Dématérialisation : la quête du zéro papier
La dématérialisation des documents évite de gaspiller du papier… et permet surtout une utilisation plus efficace des données.

La transformation digitale entamée dans le monde de l'assurance depuis plusieurs années s'est, entre autres, traduite par une gestion électronique de l'ensemble des documents (GED) circulant au sein de ces organisations. Cette étape bouclée, les entreprises essaient désormais d'adapter leur GED à l'évolution des usages de leurs clients. Un chantier «zéro papier» pas si facile à mener, notamment dans un contexte réglementaire fluctuant.

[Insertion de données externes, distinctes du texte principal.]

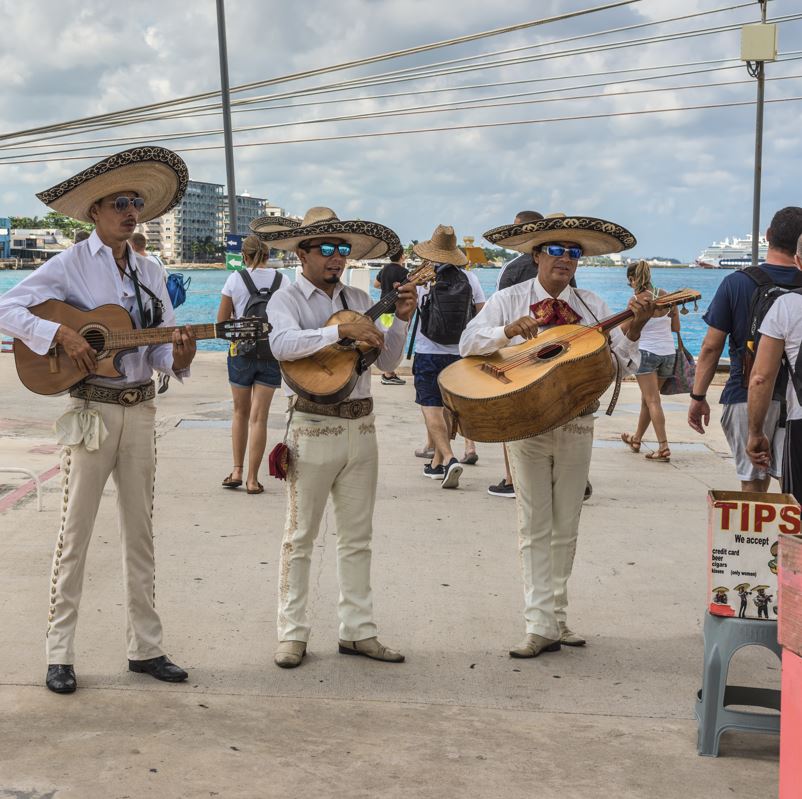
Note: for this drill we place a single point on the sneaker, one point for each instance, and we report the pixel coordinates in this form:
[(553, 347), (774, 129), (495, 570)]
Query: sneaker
[(451, 474), (503, 489), (434, 472)]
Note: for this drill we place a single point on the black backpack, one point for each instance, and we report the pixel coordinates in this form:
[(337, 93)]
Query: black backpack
[(763, 298), (448, 307), (257, 306)]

C'est un acronyme rentré dans le langage courant des responsables transformations. La GED - pour « gestion électronique des documents » - est un processus déjà bien entamé dans l'assurance. Il suffit de se rendre dans les locaux des entreprises du secteur pour s'en rendre compte. Armoires vidées, machines à affranchir supprimées, services courriers rationalisés…L'objectif zéro papier -fixé par beaucoup d'assureurs - est en bonne voie.

« La quasi-totalité des documents liés à la gestion a été trans-formée en documents électroniques indexés. Une partie de ces documents a même déjà été transformée en flux directement intégré dans les systèmes de gestion des prestations », explique François Couton, directeur des opérations et de la transformation de Harmonie Mutuelle, entreprise dans laquelle 30 000 documents papier sont quotidiennement numérisés. Au sein de La Parisienne Assurances, où le projet de la GED a été déployé en l'espace de deux mois, il ne reste plus qu'une imprimante pour les 80 salariés présents, et une campagne de recyclage est menée chaque année afin que les bureaux soient vidés.

Ce qu’ils font

  • Axa France Au-delà de la GED et du stockage de documents, l'assureurs'est lancé dans un programme de transformation des courriers adressés à ses clients. En deux ans, Axa France a réussi à réduire de 16 % les envois papiers. Son objectif : atteindre les - 22 % d'ici à 2020.
  • Harmonie Mutuelle Débuté en 2015, le déploiement de la GED aura duré deux ans. 30 000 documents papier sont quotidiennement numérisés. La première mutuelle santé française travaille désormais à la dématérialisation du bulletin d’adhésion, prévue pour 2020.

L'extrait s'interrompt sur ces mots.